Le dernier plan gouvernemental en matière de recherche, qui s'étend jusqu'en 2010, établit une relation claire entre la croissance économique et l'innovation d'une part et les dépenses de R&D d'autre part. Il définit cinq priorités :

- augmenter les moyens consacrés à la recherche. Ainsi, Singapour a prévu de doubler son budget de la recherche entre 2006 et 2012 (soit un budget de 7,5 milliards d'euros en 2012) ;

- donner la priorité aux secteurs économiques où Singapour peut être compétitif au niveau international. Les cinq principaux secteurs de l'industrie singapourienne sont l'électronique, la chimie/pétrochimie, les biotechnologies, l'ingénierie de transport et l'ingénierie de précision. La fondation nationale pour la recherche (National Research Foundation) a été créée en 2006 pour identifier les domaines stratégiques et établir de grands programmes de recherche. A ce jour, elle a identifié trois secteurs prioritaires pour Singapour : les sciences biomédicales, la technologie de l'environnement et de l'eau et les médias numériques interactifs ;

- dans les secteurs stratégiques, établir un équilibre entre la recherche finalisée et la recherche conduite à l'initiative des chercheurs ;

- encourager davantage la R&D du secteur privé ;

- renforcer les liens et interactions entre la R&D et l'industrie . Dans ce but, elle s'appuie sur l'agence pour la science, la technologie et la recherche (A*STAR) qui rassemble 13 instituts de recherche plutôt tournés vers les applications industrielles, soit 2.000 chercheurs et ingénieurs.

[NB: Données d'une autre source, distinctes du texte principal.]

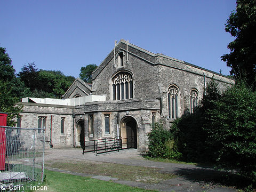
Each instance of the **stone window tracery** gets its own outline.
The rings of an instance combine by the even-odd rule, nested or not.
[[[176,118],[178,117],[178,100],[179,90],[175,85],[171,85],[168,88],[168,110],[169,117]]]
[[[198,92],[195,89],[190,91],[190,113],[194,113],[198,105]]]
[[[133,98],[133,77],[126,71],[121,71],[112,78],[113,100]]]

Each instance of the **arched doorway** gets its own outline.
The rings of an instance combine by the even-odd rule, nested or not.
[[[84,146],[84,122],[79,120],[76,123],[76,145],[81,146],[82,148]]]
[[[120,122],[120,132],[123,139],[123,147],[137,148],[138,125],[132,116],[124,117]]]

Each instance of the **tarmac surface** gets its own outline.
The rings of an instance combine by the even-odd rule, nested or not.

* 30 Il semblerait que toutes les entreprises dans les secteurs de haute technologie puissent bénéficier de cette qualification.

* 31 Si les dirigeants d'entreprise interrogés n'ont pas voulu donner de réponse précise, il semblerait que la période d'exonération atteigne au moins 15 ans, sinon plus. Ensuite, le taux d'imposition resterait très inférieur au taux d'imposition « officiel » présenté par les autorités, soit 18 %. Il s'agit de règles non écrites, qui sont fixées entre le conseil du développement économique et l'entreprise désireuse de s'implanter à Singapour.

* 32 En France, le ratio est de 75 chercheurs pour 10.000 habitants.